Lain lagi dengan politik banjir, bahwa sangat boleh jadi simbol-simbol politik yang ditampilkan ketika terjadi banjir atau musibah itu semakin menjadi polemik yang berke-panjangan apabila antara kelompok dari simbol politik yang satu beraksi dalam rangka pencitraan dan pemakzulan kepada simbol politik yang lain. maka sangat boleh jadi segala bantuan banjir (bencana) yang tadinya sudah penuh dengan warna warni politik bisa disabotase atau dimanipulasikan oleh kelompok tertentu. Katakanlah ada yang memberi bantuan berupa beras dengan harga yang rendah maka kelompok yang satu mulai beraksi dengan memberi bantuan berupa beras juga tetapi harganya lebih mahal yang tentunya berasnya pun bermutu dan enak cita rasanya. Dalam kondisi seperti ini maka pencitraan tentunya cendrung pada kelompok tertentu dan pemakzulan akan terjadi pada kelompok tertentu. Bahkan lebih jahat lagi kalau otak-otak macheavelli (tokoh kontroversial) itu yang mau dimainkan maka beras dari kelompok tertentu harus diberi racun dll, sehingga ketika dikonsumsi akan berakibat fatal bagi yang mengkonsumsi, tentu lebih mengharubirukan. Walaupun ilustrasi racun-racunan seperti ini belum terjadi dalam penanganan bencana kita tetapi dengan kecenrungan pada simbol-simbol sebagaimana dipaparkan diatas bisa saja terjadi suatu saat nanti.. Naudzu billah.

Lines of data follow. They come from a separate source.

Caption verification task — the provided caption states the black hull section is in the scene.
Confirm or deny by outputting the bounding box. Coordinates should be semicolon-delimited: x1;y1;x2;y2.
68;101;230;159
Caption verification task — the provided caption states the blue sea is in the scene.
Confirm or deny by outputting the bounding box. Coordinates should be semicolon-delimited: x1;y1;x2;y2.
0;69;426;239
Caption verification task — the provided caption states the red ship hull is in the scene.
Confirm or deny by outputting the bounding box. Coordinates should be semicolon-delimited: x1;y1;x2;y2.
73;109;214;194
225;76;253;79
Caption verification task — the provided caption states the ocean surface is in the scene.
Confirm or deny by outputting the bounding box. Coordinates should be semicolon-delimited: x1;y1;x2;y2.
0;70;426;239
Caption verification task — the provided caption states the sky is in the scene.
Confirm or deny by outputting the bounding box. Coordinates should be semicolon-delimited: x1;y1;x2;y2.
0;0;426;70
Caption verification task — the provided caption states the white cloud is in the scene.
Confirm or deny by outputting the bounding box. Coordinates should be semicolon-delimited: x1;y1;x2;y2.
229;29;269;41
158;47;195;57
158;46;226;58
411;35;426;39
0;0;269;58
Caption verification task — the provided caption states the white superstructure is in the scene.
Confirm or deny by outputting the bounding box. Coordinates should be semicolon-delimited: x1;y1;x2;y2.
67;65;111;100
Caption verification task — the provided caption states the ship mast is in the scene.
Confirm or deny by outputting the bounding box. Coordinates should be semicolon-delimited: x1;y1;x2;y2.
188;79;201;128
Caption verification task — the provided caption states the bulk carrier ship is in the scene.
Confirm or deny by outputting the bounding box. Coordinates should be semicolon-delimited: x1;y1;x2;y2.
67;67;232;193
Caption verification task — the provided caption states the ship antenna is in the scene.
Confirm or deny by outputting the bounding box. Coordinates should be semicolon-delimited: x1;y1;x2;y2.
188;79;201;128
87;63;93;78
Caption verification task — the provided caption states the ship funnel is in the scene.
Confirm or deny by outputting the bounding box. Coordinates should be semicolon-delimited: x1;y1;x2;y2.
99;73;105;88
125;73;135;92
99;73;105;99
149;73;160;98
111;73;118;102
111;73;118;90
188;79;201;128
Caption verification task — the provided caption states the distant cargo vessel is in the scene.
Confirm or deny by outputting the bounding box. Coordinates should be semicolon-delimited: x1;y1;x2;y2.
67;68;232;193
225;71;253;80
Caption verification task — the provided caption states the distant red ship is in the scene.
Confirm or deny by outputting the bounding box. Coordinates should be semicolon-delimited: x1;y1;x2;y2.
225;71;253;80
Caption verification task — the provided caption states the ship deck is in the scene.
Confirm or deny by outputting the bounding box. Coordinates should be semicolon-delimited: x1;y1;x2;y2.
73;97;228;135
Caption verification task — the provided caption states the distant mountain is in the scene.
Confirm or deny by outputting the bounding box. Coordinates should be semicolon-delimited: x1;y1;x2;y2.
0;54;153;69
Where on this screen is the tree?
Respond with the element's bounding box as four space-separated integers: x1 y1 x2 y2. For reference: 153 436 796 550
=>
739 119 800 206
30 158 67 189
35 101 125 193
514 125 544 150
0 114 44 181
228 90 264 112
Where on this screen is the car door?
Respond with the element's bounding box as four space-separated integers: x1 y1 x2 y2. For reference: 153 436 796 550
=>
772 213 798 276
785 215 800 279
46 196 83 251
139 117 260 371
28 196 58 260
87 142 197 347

Bahkan sinyelemen kepentingan pencitraan dan pemakzulan itu sudah bisa dibaca ketika para elit mulai bermain dan bersilat lidah tentang masalah banjir atau bencana lainnya. Kelompok yang satu mulai mengklaim bahwa kelompok yang ini dan kelompok yang itu tidak becus menangani bencana. Bahkan kalau perlu difitnah dengan seribu satu macam cara, maka masalah yang tadinya adalah murni dari gejala alam dan kehendak Tuhan (Allah), sudah berbalik menjadi masalah yang sengaja diciptakan, itu bisa saja terjadi. Bila kondisi seperti ini telah terjadi maka banjir atau bencana yang terjadi bisa dikatakan sebagai banjir politik dan politik banjir. Maka kelompok yang satu berusaha agar banjir itu bisa dicegah dengan upaya preventif yaitu dengan beberapa metode atau cara yang harus dilakukan dan usaha itupun mulai dikebut dan harapan dari masayarakat akan efektifnya metode itupun tertumpah.. Tetapi demikianlah yang terjadi dengan politik banjir dan banjir politik, sehingga yang lain justru berusaha agar semua itu menjadi gagal sebab kalau berhasil maka pencitraan itu menjadi milik kelompok yang lain. Maka terjadilah apa yang didendangkan dalam lagu selama ini “Yang satu mengobati yang lain menyakiti, yang satu membangun yang lain menghancurkan”. Sekali lagi naudzu billah.

Paparan ini hanya sekedar ilustrasi ngeri yang bakal akan terjadi andaikan sikap laku kita terlebih dalam hal-hal yang seharusnya memerlukan nurani yang tulus ikhlas dalam menangani justru bisa saja berbalik arah apabila pamrih kita pada kepentingan diri dan kelompok masih saja bercampur baur didalamnya. Bahkan pemerintah sendiri bisa saja terikut dengan cara simbol-simbol kelompok apabila figure yang turun mewakili pemerintah menampilkan diri mengikuti kelompoknya, atau sekurang-kurang masyarakat akan mengabadikan dalam memori bahwa tokoh atau figure yang datang ketika bencana itu adalah dari kelompok ini dan kelompok itu. Naudzubillah…kita berlindung kepada Allah dari banjir politik dan politik banjir. Wallahu a’lam.